フェイスブックでiOSエンジニアのしんちゃん(実名は隆之介なのだが)が
キッチンカーを出しているという投稿を前夜に見つけたので駆けつけたのだった。

行きしなに、昨年末偶然にFBで繋がったやましょうに連絡。
35年ぶりの再会をそこで果たす。国分寺市立第四小学校の同級生である。

国分寺時代が人生に一番影響を与えたと思う。
海しかない三原から中落合にきたときは、田舎者にとっては、全てがストレスだった。

小学校3年生に上がる時に国分寺に来た。
当時の国分寺はほどよい田舎だった。

みんなのんびりしているが、文化水準は高い。
15名くらいの男子のうち5名くらいが家にPCがあった。
88とか98の時代であある。
徳川家の避暑地であり、三菱財閥の別荘地であり、村上春樹がいた街である。江戸時代は瓦堀りの観光地だったそうだ。

親たちは基本的に放任主義だが、親たちとの接点はほどよくあった。
やましょうの母さんとも喋っていたし、笠井の親には御嶽山に連れてってもらった。逓信住宅の夏みかんの木によじのぼって実をとっていると、知らないオバさんから怒られると思いきや「あんたどこから来たの。新宿か。都心の子はこういうことできないから、良かったね」と言われたりもした。

プレイステーションでは火遊びや家づくりができたし、本多さんの庭で筍狩りをしても、ほどよく怒られ、ほどよく誉められた。

分倍河原の合戦で燃やされた国分寺跡、鎌倉街道、玉川上水など、普通に歴史に触れ、大人たちも教えてくれた。

東京に出てきた人たちに地元の名所を聞くと、知らない、行ったことがないという。
それでは地元への愛着はわかない。帰ってもすることがないのだろう。

当然、地方に行くと、そこに残っている人は名所を色々教えてくれる。
少年時代に親に連れてってもらったとか、子供をよく連れて行くとか。

地方創生のクビキはここにあると思う。

ちょっとできる子は塾に通わせて、東京に行かせようという欲がでる。
東京である程度成功したら地元に戻って欲しいと思う。

しかし息子は地元に戻ってこない。
それは、地元の名所を教えていないからである。
生まれた土地の、綺麗な空気や人懐っこい人情にも触れず、
美味いものも酒も飲まずに人生を全うする。

地方巡業のおりに名所を巡っていると、土地の人々との交流ができる。
旅の終わりには愛着を感じて、また来ようと思う。
今度はあそこにも回ろうみたいな欲も出てくる。

青年時代に東京を捨てた人の多くはこういう感覚がないのだと思う。
それは俺の両親を見ても明らかで、宇佐神宮や糸崎神社の話が出たことはない。

話は戻って、やましょうは、小五の時にベーマガを読んでゲームを作っていた。

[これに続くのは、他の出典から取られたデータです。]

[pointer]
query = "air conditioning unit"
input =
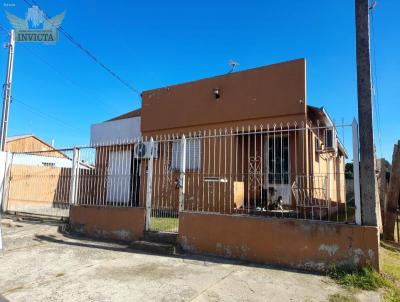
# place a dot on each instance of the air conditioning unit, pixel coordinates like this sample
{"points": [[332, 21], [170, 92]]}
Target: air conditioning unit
{"points": [[143, 150], [330, 140]]}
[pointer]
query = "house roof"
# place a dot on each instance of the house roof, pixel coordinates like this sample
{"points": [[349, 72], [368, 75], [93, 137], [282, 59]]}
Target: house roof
{"points": [[130, 114], [16, 137]]}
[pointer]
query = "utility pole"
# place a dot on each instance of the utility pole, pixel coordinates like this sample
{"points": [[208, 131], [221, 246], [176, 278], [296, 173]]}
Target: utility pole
{"points": [[367, 154], [7, 92]]}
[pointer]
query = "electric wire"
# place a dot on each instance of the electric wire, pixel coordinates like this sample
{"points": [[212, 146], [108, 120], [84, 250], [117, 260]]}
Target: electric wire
{"points": [[87, 52], [375, 86]]}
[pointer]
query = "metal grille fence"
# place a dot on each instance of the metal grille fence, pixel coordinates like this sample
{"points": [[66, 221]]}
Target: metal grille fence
{"points": [[284, 170]]}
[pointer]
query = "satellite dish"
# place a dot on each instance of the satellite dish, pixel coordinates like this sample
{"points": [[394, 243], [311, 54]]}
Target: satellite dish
{"points": [[233, 65]]}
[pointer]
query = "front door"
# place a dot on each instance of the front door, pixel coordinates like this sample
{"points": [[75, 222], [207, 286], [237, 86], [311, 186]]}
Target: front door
{"points": [[119, 176], [277, 167]]}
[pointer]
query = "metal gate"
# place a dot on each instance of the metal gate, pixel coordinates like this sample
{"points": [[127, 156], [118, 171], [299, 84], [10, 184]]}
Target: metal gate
{"points": [[164, 185]]}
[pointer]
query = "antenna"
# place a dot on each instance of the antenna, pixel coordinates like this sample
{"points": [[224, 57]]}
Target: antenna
{"points": [[233, 65]]}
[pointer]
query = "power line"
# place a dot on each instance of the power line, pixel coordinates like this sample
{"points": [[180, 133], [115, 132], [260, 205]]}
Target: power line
{"points": [[62, 74], [88, 53], [46, 115], [375, 84]]}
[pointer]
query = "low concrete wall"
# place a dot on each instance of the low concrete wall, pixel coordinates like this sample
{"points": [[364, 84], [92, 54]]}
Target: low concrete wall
{"points": [[288, 242], [117, 223]]}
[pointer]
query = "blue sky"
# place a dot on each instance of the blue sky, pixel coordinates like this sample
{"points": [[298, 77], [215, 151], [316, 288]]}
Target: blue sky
{"points": [[58, 91]]}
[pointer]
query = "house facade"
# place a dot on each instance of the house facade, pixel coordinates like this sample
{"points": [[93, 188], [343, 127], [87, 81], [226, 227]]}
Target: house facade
{"points": [[250, 140]]}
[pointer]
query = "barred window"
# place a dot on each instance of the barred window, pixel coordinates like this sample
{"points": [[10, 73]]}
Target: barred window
{"points": [[192, 154]]}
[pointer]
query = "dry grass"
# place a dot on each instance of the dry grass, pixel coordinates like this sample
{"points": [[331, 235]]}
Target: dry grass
{"points": [[164, 224], [367, 279]]}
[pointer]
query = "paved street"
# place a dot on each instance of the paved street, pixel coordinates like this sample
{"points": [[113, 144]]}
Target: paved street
{"points": [[40, 264]]}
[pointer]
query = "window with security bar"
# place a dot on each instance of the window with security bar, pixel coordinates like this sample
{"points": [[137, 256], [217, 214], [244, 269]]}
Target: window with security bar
{"points": [[278, 160], [193, 162]]}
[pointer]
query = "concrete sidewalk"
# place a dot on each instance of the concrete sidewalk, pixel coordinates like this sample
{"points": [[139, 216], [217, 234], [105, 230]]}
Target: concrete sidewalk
{"points": [[40, 264]]}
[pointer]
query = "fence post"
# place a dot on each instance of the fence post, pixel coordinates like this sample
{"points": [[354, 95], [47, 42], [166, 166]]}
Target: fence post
{"points": [[5, 164], [73, 188], [356, 172], [149, 184], [182, 170]]}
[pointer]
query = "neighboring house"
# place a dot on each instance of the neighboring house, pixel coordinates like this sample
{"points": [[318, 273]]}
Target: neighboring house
{"points": [[40, 175], [301, 160]]}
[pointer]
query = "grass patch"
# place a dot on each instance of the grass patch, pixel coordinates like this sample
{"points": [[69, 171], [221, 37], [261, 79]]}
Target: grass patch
{"points": [[164, 224], [342, 298], [365, 278]]}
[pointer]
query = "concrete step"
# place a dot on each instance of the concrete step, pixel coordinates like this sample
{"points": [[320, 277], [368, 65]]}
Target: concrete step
{"points": [[159, 237], [154, 247]]}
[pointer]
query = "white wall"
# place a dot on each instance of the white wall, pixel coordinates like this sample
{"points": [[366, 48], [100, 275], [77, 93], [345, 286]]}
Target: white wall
{"points": [[108, 133]]}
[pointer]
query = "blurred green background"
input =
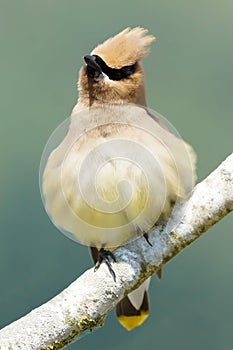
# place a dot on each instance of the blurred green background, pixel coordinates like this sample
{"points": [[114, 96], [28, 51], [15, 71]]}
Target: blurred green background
{"points": [[189, 80]]}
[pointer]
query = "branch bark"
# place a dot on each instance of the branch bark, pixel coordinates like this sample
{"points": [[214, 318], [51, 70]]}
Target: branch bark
{"points": [[85, 303]]}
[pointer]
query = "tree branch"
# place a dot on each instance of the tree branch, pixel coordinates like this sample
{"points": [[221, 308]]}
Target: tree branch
{"points": [[85, 303]]}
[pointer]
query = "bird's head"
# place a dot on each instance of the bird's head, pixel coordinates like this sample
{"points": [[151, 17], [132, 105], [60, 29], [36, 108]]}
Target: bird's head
{"points": [[113, 72]]}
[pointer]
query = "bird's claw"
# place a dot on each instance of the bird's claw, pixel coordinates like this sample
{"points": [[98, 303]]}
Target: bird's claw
{"points": [[104, 256]]}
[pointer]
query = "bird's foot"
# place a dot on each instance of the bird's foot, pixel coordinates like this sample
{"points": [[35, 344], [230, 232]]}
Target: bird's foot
{"points": [[145, 235], [104, 256]]}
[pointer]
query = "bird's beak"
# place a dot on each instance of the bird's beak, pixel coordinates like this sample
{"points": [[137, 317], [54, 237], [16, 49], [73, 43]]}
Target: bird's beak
{"points": [[91, 62]]}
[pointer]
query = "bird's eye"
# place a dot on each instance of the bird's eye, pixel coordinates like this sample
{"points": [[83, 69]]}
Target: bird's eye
{"points": [[92, 73]]}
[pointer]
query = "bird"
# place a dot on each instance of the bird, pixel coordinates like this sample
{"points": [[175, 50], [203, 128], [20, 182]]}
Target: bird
{"points": [[119, 169]]}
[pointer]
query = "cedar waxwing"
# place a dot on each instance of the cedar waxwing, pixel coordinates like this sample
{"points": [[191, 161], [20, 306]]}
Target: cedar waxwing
{"points": [[118, 169]]}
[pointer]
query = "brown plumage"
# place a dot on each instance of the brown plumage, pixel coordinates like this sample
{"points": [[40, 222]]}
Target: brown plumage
{"points": [[112, 107]]}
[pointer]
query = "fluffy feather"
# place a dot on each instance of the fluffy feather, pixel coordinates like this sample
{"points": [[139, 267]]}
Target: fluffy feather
{"points": [[125, 48]]}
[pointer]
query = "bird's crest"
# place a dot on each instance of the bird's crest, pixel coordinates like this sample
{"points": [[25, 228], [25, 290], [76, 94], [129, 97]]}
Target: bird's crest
{"points": [[125, 48]]}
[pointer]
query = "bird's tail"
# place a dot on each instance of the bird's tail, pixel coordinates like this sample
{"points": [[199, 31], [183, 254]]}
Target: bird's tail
{"points": [[133, 309]]}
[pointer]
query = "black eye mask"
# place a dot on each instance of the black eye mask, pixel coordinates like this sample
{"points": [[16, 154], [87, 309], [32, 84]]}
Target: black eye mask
{"points": [[112, 73]]}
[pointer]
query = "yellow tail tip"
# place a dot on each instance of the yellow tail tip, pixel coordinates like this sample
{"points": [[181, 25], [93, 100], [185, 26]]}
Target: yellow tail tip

ところが、入った大学の学部には当時、情報系の授業がなかった。
バイト先が就職先になって、地元の学習塾の社員になった。
29歳の時に「やっぱりやりたいことがしたい」と思いプログラマーになったという。

それに対して俺は、親に勧められて学習塾というチートを使って、またストレスでしかない時代を送る。

無目的のまま、暁星に入り、何もやりたいことがないまま早稲田を出た。そんな時に松瀬に誘われて、i-modeコンテンツ開発の会社を作った。
たまたまやってみた仕事がはまったというわけだ。

俺が忌み嫌う学習塾を、彼が携わっていたというのは皮肉なものである。
今こうして、お互い好きな仕事についているというのは有り難い話であるが、それにはお互い遠回りをしたものだ。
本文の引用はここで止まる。